Quedé en suspenso, y me senté, digo.

―No es cierta tal cosa ―contesté―. Solo un necio no temería internarse en las aguas del Mar de las Brumas, y sé de lo que hablo.

―¿Quiere decir entonces que esas historias son mentiras? ―me preguntó entonces Ahinadab―. ¿Nunca ha surcado las aguas del Mar Velado?
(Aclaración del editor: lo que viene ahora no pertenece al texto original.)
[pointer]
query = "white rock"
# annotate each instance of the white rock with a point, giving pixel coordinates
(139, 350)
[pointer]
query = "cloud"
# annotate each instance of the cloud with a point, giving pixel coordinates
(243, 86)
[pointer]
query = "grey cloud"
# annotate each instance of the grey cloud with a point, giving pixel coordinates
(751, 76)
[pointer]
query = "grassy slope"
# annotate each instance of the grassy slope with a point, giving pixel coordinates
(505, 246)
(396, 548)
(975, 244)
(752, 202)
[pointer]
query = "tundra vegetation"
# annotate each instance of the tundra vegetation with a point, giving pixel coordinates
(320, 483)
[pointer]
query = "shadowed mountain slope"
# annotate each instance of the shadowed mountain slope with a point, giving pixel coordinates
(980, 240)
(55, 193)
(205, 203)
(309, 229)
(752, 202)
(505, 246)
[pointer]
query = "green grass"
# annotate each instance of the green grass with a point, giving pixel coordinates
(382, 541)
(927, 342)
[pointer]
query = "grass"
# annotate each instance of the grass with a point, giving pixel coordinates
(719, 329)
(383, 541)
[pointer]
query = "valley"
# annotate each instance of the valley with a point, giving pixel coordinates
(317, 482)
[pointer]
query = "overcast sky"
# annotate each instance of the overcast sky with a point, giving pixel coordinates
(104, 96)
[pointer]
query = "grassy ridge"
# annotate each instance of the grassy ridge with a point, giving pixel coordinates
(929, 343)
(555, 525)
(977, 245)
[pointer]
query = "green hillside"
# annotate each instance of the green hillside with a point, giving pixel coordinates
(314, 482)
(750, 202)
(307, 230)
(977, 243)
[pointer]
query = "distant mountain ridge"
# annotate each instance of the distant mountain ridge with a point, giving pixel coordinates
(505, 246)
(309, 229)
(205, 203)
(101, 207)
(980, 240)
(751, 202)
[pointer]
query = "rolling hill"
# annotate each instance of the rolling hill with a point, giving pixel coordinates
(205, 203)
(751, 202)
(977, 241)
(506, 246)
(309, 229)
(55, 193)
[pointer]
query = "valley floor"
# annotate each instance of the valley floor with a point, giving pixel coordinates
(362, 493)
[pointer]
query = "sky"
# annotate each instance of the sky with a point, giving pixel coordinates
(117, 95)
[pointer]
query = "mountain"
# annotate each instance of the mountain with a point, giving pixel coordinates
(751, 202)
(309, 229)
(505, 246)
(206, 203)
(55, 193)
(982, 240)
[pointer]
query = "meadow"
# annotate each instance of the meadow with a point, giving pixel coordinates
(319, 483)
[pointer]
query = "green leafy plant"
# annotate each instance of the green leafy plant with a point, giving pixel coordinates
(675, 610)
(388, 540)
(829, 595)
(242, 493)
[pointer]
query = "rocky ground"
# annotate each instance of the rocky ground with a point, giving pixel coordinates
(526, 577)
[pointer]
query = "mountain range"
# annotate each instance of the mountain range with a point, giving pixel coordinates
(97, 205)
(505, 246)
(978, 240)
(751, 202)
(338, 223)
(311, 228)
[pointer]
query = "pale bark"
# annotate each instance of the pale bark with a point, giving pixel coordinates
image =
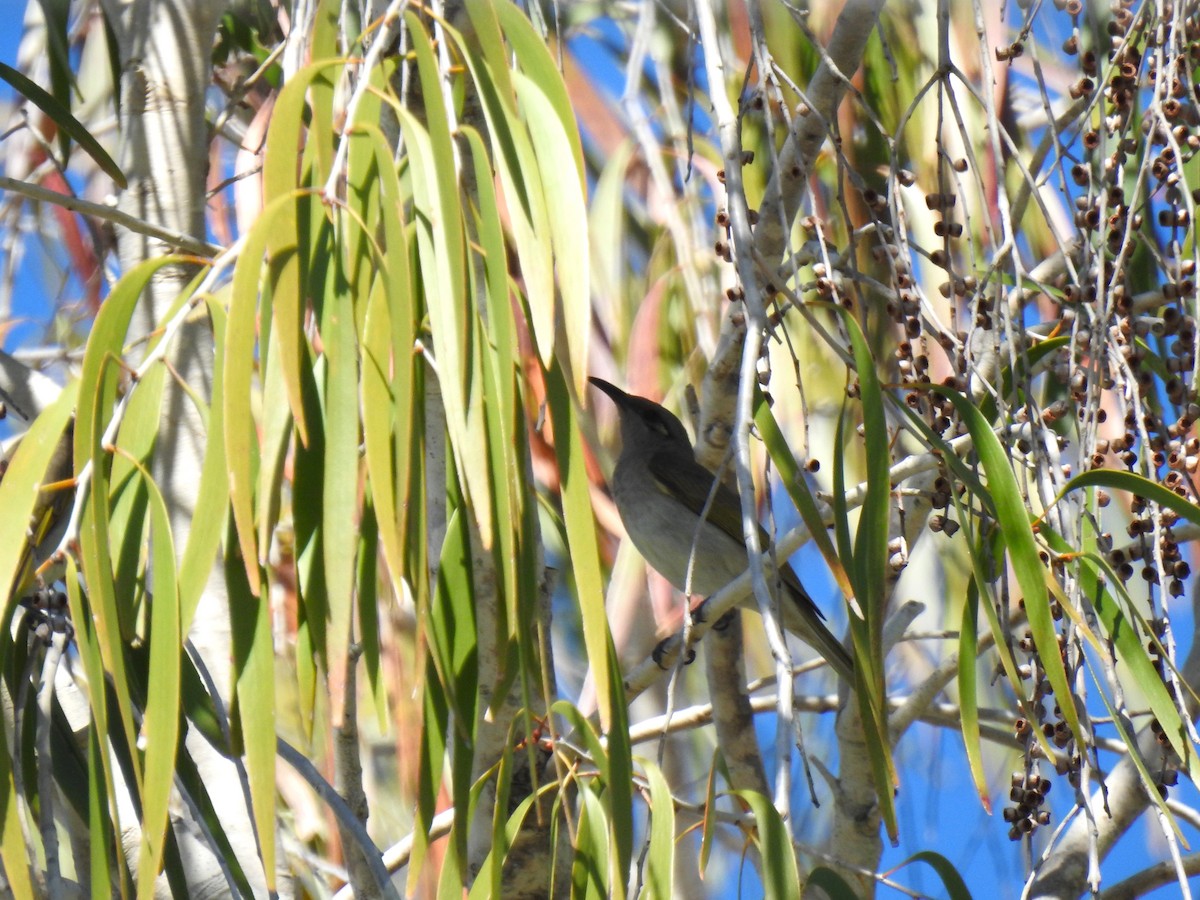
(166, 49)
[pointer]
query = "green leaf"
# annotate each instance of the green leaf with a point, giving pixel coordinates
(454, 646)
(538, 63)
(60, 115)
(969, 691)
(798, 490)
(780, 877)
(94, 547)
(240, 441)
(213, 497)
(160, 726)
(591, 869)
(253, 667)
(1023, 550)
(567, 211)
(581, 537)
(340, 485)
(869, 575)
(952, 881)
(660, 857)
(832, 883)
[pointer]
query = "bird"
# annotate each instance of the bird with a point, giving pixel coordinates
(660, 492)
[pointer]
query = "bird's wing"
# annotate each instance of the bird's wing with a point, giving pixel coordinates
(690, 483)
(688, 480)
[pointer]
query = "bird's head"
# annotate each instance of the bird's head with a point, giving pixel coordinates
(643, 423)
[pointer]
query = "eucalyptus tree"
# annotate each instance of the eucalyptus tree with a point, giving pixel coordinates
(315, 581)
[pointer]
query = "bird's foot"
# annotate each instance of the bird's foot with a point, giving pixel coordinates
(725, 621)
(665, 648)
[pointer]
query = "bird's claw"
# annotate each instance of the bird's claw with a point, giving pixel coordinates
(664, 648)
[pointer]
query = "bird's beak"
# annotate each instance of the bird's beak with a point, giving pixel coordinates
(618, 396)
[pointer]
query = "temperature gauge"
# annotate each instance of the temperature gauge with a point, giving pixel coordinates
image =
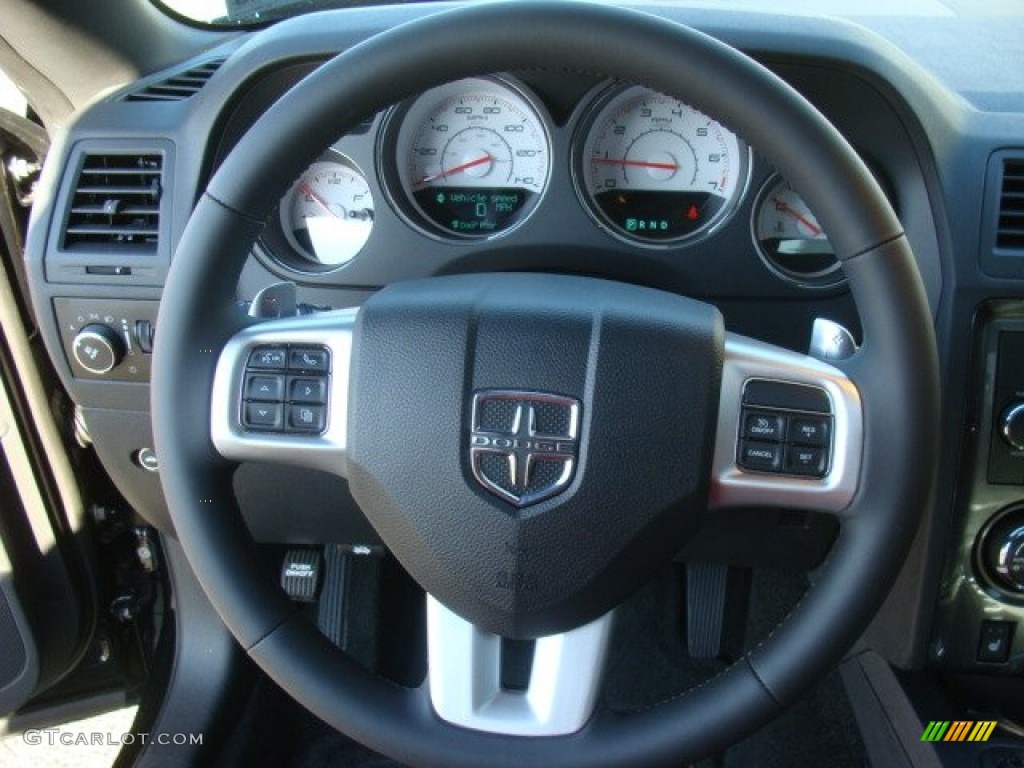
(790, 239)
(329, 213)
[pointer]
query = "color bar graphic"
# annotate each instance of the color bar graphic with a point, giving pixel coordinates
(958, 730)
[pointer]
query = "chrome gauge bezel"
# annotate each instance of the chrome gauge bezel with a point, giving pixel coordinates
(597, 102)
(400, 125)
(823, 279)
(280, 246)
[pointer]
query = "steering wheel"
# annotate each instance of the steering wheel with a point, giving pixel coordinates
(626, 404)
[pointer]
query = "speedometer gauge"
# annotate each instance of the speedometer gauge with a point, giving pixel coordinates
(655, 171)
(472, 158)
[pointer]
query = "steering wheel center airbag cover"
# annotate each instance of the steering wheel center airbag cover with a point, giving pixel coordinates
(634, 375)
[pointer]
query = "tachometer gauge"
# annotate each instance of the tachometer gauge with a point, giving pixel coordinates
(472, 158)
(790, 239)
(329, 213)
(654, 170)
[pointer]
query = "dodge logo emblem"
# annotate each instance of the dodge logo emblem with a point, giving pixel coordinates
(523, 445)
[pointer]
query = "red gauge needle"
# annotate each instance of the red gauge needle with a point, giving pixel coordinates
(453, 171)
(308, 192)
(638, 164)
(815, 229)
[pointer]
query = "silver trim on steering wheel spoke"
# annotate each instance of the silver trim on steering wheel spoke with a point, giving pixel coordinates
(465, 686)
(732, 485)
(325, 451)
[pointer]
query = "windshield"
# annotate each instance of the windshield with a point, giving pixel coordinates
(233, 12)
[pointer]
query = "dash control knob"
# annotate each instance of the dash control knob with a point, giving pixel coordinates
(1003, 551)
(1012, 426)
(97, 348)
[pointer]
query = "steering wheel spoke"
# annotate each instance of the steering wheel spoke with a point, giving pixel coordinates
(465, 677)
(281, 392)
(790, 431)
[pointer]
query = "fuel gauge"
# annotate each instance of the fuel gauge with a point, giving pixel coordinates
(790, 239)
(328, 214)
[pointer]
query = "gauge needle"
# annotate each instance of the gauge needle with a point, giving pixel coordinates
(453, 171)
(308, 192)
(638, 164)
(815, 229)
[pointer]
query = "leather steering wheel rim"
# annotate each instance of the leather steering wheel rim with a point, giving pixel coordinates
(895, 373)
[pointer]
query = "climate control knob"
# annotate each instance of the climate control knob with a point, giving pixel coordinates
(97, 348)
(1012, 426)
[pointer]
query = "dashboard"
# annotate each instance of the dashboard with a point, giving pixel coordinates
(472, 161)
(562, 172)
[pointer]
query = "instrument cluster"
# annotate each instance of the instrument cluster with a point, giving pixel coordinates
(472, 161)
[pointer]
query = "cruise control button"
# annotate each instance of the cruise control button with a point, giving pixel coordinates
(307, 389)
(261, 387)
(306, 418)
(805, 461)
(764, 426)
(766, 457)
(263, 416)
(305, 358)
(809, 431)
(268, 357)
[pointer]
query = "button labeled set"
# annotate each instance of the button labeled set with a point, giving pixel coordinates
(286, 389)
(775, 437)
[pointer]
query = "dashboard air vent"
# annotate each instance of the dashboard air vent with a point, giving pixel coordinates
(116, 203)
(1010, 229)
(178, 87)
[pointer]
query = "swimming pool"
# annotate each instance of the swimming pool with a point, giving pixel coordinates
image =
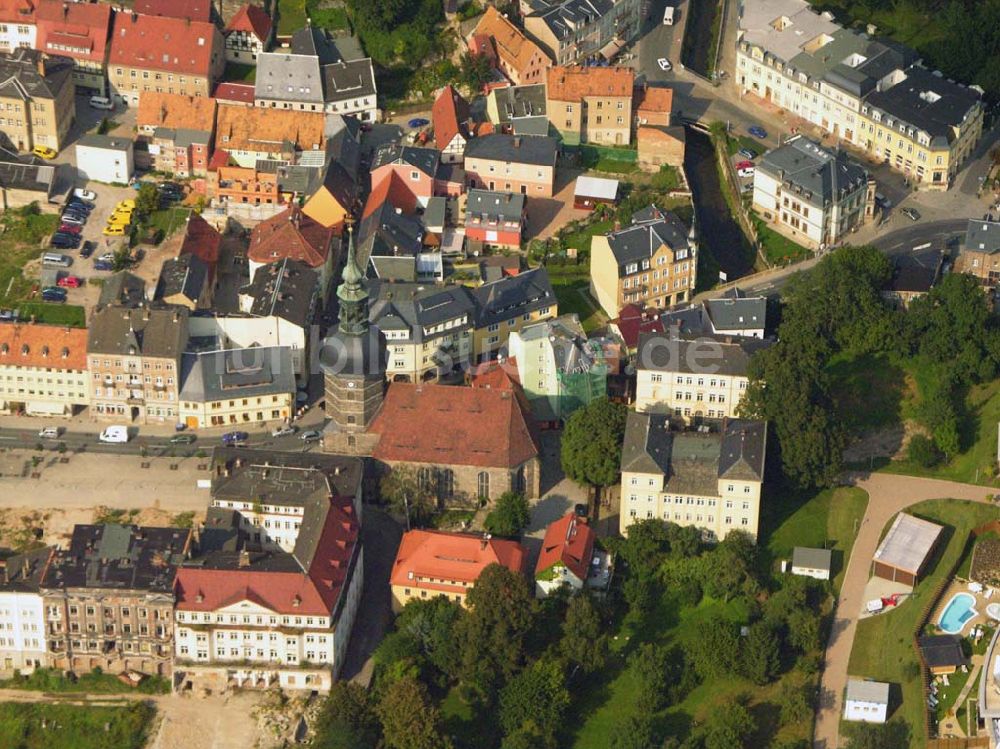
(958, 611)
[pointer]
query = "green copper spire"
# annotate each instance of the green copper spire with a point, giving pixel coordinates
(352, 294)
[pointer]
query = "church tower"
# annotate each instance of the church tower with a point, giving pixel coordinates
(354, 359)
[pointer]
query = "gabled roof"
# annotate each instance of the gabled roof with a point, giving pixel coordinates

―Yo no he dicho tampoco tal cosa. He dicho que solo un tonto no temería al Mar de las Brumas, no que no me haya visto obligado a hacerlo en alguna ocasión.

―Luego, es verdad... ―añadió el otro, el tal Hailama, y se acomodó en su asiento y me miró como el lobo que tras la larga espera ve al fin al cordero atravesar solo el prado. ¡Fuera máscara, mascarón, como se dice en Crise!

―Así es ―le contesté, perdida la paciencia―. ¡Decid pues qué necesitáis de mí de una vez, y acabemos con esto si les place, y si no también!

Ahinadab alargó la mano y sirvió en las tres copas de la mesa el vino de la jarra que reposaba entre nosotros. Me pasó una y tomó él el primer sorbo, sin dejar de sonreír. Sabía de polichinelas, el muy tuno.

―Capitán Ramírez ―me dijo―, el Irannon se ha perdido en aguas del Mar Velado. Recuperarlo es de vital importancia para el Tribuno.